Scientists at the U.S. Naval Research Laboratory (NRL) have reported the first direct comparison of the spin polarization generated in the topologically protected Dirac states of a topological insulator (TI) bismuth selenide (Bi2Se3) and the trivial 2-dimensional electron gas (2DEG) states at the surface of indium arsenide (InAs).
The NRL research team selected the two materials to clearly distinguish the polarization contributions from the linear Dirac and parabolic 2DEG surface states. Identical device structures and measurements were performed on each: Bi2Se3, a topological insulator known to have both linear Dirac and trivial 2DEG surface states; and InAs, a common semiconductor that exhibits only the trivial 2DEG surface states.
In each case, the spin polarization is spontaneously generated by an unpolarized bias current, and detected using ferromagnetic metal contacts with an oxide tunnel barrier. The researchers demonstrated that the sign of the spin polarization from these two contributions is opposite, confirming theoretical predictions and establishing InAs as a common reference sample for future experiments.
The team also developed a detailed model based on spin-dependent electrochemical potentials to explicitly derive the sign of the spin voltage expected for the TI surface states, which corroborates their experimental observations and previous theory predictions.
“Detecting this spin polarization directly as a voltage, and differentiating the contributions from these two fundamentally different systems, is key to understanding the basic properties of TI materials and interfacing them to electronic circuitry for future device applications” notes Dr. Connie Li, lead author of the study. Dr. Berend Jonker, senior scientist and principal investigator, points out “The coexistence of these 2DEG states in TI systems has generated considerable controversy in the sign of spin voltage measured. InAs provides a widely available, simply prepared reference sample which research groups around the world may use to benchmark similar polarization measurements in the future.”

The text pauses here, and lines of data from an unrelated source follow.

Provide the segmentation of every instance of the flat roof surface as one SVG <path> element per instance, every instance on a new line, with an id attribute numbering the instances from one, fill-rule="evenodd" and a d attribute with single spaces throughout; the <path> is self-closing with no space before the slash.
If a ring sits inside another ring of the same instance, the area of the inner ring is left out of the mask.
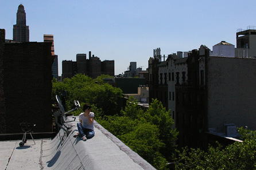
<path id="1" fill-rule="evenodd" d="M 0 141 L 0 169 L 156 169 L 96 121 L 92 139 L 73 137 L 77 132 L 76 120 L 65 124 L 68 136 L 61 129 L 54 139 L 36 139 L 36 144 L 29 133 L 23 147 L 19 146 L 22 139 Z"/>

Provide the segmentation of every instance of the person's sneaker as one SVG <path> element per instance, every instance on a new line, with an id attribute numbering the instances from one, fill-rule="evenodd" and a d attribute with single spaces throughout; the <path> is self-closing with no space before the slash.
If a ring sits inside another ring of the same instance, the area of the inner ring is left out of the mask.
<path id="1" fill-rule="evenodd" d="M 86 141 L 87 139 L 86 138 L 86 136 L 84 135 L 84 136 L 83 136 L 83 137 L 82 137 L 82 139 L 83 141 Z"/>
<path id="2" fill-rule="evenodd" d="M 76 137 L 77 137 L 79 135 L 79 133 L 77 133 L 77 134 L 74 135 L 73 136 L 73 137 L 75 137 L 75 138 L 76 138 Z"/>

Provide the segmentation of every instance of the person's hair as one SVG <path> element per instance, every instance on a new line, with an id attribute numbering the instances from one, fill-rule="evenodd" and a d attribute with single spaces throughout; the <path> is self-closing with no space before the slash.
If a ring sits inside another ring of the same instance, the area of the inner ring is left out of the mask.
<path id="1" fill-rule="evenodd" d="M 86 111 L 88 108 L 91 109 L 92 107 L 88 104 L 85 104 L 83 108 L 83 110 Z"/>

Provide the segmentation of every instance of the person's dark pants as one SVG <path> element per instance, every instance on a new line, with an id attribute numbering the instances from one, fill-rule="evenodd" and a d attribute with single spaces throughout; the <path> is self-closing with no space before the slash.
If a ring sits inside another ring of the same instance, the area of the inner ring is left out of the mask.
<path id="1" fill-rule="evenodd" d="M 94 131 L 92 129 L 84 128 L 80 122 L 77 122 L 77 130 L 79 132 L 79 137 L 82 137 L 86 135 L 86 138 L 90 139 L 94 136 Z"/>

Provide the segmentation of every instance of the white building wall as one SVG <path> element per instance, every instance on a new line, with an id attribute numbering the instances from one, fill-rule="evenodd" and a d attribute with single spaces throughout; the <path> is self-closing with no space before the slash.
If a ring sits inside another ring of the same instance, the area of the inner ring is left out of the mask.
<path id="1" fill-rule="evenodd" d="M 210 57 L 208 60 L 209 128 L 224 124 L 256 130 L 256 59 Z"/>
<path id="2" fill-rule="evenodd" d="M 212 46 L 212 56 L 235 57 L 234 45 L 216 45 Z"/>

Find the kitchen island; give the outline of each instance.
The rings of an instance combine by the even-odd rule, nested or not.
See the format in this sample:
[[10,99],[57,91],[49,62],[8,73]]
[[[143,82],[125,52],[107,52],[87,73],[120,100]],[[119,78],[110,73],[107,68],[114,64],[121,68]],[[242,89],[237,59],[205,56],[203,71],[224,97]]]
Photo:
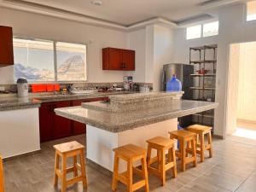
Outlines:
[[[181,100],[183,92],[136,93],[109,96],[109,102],[56,108],[57,115],[87,125],[87,159],[113,171],[113,148],[133,143],[146,147],[155,136],[168,137],[177,118],[216,108],[218,103]],[[121,166],[120,170],[124,169]]]

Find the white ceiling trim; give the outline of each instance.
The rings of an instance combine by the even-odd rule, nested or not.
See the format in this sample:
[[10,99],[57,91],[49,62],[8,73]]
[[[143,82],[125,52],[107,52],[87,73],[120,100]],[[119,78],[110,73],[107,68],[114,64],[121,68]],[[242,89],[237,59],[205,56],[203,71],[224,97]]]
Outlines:
[[106,28],[112,28],[112,29],[116,29],[120,31],[133,31],[133,30],[143,28],[148,25],[154,25],[154,24],[163,25],[165,26],[171,27],[171,28],[177,27],[176,23],[160,17],[152,18],[150,20],[137,22],[131,26],[124,26],[121,24],[102,20],[87,15],[79,15],[76,13],[61,12],[61,11],[57,11],[57,9],[53,10],[53,9],[44,8],[44,6],[38,7],[38,6],[30,5],[30,4],[26,4],[25,6],[22,3],[22,2],[0,0],[0,7],[9,8],[12,9],[18,9],[18,10],[22,10],[22,11],[31,12],[31,13],[36,13],[36,14],[57,17],[57,18],[69,20],[74,20],[74,21],[86,23],[92,26],[102,26]]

Topological insulators constitute a new quantum phase of matter where the bulk is nominally an insulator, but the surface layer is occupied by linearly dispersing metallic states populated by massless Dirac fermions that are topologically protected from perturbations to their environment. The existence of this class of material was predicted from the study of “topology,” a branch of mathematics that describes properties that only change step-wise. The 2016 Nobel Prize in Physics was awarded to three physicists for utilizing topological concepts to study exotic phases of matter which manifest novel quantum properties that may improve future electronics, superconductors, and lead to quantum computers.
One of the most striking properties of topological insulators is that of spin-momentum locking — the spin of an electron in the TI Dirac surface state is locked at right angle to its momentum. This consequently implies that when an unpolarized charge current flows in the topologically protected surface states, a net electron spin polarization should spontaneously appear.
Electrically accessing these states is sometimes complicated by potential band bending at the TI surface that may lead to charge accumulation and formation of trivial 2DEG states with parabolic energy dispersion. These 2DEG states nest within and coexist with the linear Dirac states, and may also generate a spin polarization due to strong Rashba spin-orbit coupling — a momentum-dependent splitting of spin bands in two-dimensional condensed matter systems. Their helical spin texture, or sign of the induced polarization, however, is predicted to be opposite to that of the TI Dirac states, and with smaller magnitude.
The team’s discovery is an essential step in the electrical manipulation of spins in next generation TI and spin-orbit coupling based quantum devices. The research team included Dr. Connie Li, Dr. Olaf van ‘t Erve, and Dr. Berend Jonker from the Magnetoelectronic Materials & Devices Section in the Materials Science and Technology Division at NRL, in collaboration with Prof. Lian Li’s group at the West Virginia University.